Selenium is a mineral that can be found in several food categories but before we go crazy over this tiny chunk of miracle, please note that we only need a small amount of Selenium. The recommended daily allowance for Selenium (RDA) is 55 micrograms per day for adults and for pregnant and lactating women, it's 60 to 70 micrograms a day.
As mentioned above, Brazil Nuts tops the list. Brazil nuts are large three-sided nuts with an edible kernel, several of which grow inside a large woody capsule. Brazil nuts grow on a South American forest tree, and most are harvested in the wild. 4-6 pieces of these nuts will give you 544 micrograms of Selenium but it depends on the soil the nuts are grown and the process of farming. Poor soil and bad farming process has been proved to reduce the amount of Selenium in Brazil Nuts.
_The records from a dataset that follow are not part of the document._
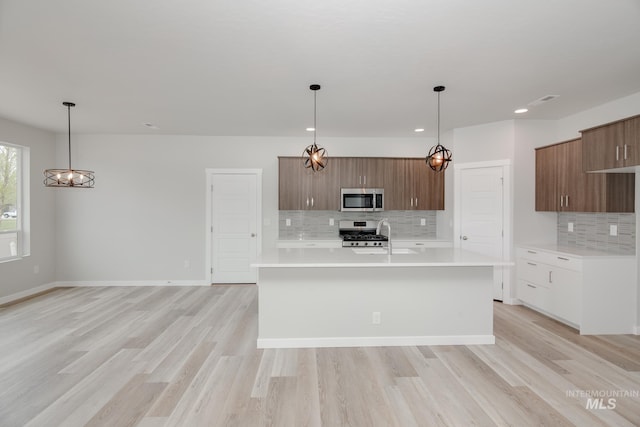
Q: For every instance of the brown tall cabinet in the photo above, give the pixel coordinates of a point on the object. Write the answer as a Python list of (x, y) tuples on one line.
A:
[(613, 145), (561, 184)]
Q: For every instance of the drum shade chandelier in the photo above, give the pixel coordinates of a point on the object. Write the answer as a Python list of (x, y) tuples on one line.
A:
[(76, 178), (315, 158), (439, 157)]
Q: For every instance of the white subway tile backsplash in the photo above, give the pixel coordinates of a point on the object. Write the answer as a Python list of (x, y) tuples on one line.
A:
[(593, 231)]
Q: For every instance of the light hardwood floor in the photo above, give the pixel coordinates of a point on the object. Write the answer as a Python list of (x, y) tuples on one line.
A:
[(186, 356)]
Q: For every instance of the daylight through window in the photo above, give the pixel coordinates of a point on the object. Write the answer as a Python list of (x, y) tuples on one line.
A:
[(12, 215)]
Sunflower seeds provide 55 micrograms per 100g.
Fish, particularly Yellow Fin Tuna provides 108.2 micrograms of Selenium per 100g. Shellfish like crabs, prawns and lobsters contain Selenium too! The highest among the shellfish category is oyster. 100g of oysters pack 80 micrograms!
Organ Meats like kidney and liver are high in Selenium. You can get 100 micrograms of Selenium from 100g of liver from lamb or chicken.
Other sources include: eggs (27µg/100g), mushrooms (19µg/cup), cereals/bread (7µg/100g) and other vegetables like broccoli have Selenium but in less amount.